This blog is written in English. Therefore the letters used are normally restricted to A to Z.
The English alphabet is one of many alphabets using Latin (or Roman) letters. Other alphabets like the Russian uses Cyrillic letters. Then there are other script systems in the world which besides alphabets are abjads, abugidas, syllabic scripts and symbol scripts. Learn more about these in the post Script Systems.
My last surname is “Sørensen”. This word contains the lower case letter “ø” which is “Ø” in upper case. This letter is part of two alphabets: The Danish/Norwegian and the Faroese. Sometimes data has to be transformed into the English alphabet. Then the letter “ø” may be transformed to either “o” or “oe”. So my last surname will be either “Sorensen” or “Soerensen” in the English alphabet.
The town part of my address is “København”. The word “København” is what we call an endonym, which is the local word for place or a person. The opposite of endonym is exonym. The English exonym for “København” is “Copenhagen” which of course only has letters from the English alphabet.
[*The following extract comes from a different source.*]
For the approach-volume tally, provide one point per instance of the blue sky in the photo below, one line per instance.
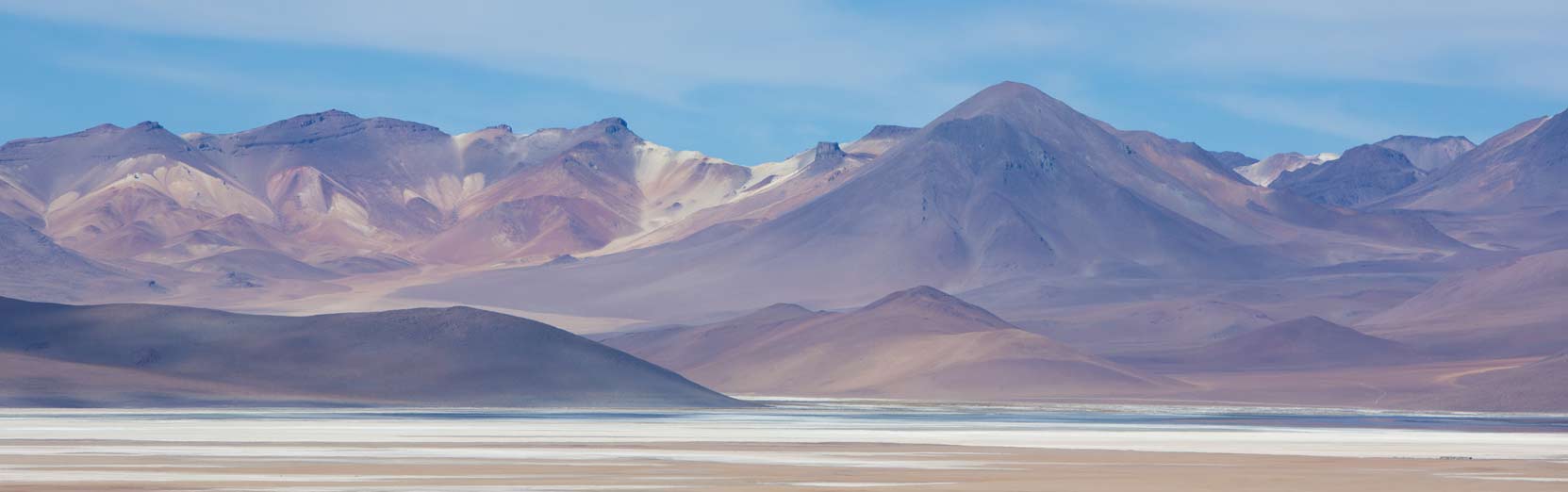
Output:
(754, 82)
The Swedish exonym for “København” is “Köpenhamn”. Here we have a variant of “Ø” being “Ö”. The letter “Ö” exists in a lot of alphabets as Swedish, German, Hungarian and Turkish.
Usually “Ø” is transformed to “Ö” between Danish/Norwegian and these alphabets. The other way we usually accept the letter “Ö” in Danish/Norwegian master data.
These issues are of course a problem area in data quality, data matching and master data management. And with the complexity only between alphabets using Latin characters there is of course much more land to cover when including Cyrillic and Greek letters and then the other scripts systems with their hierarchical elements.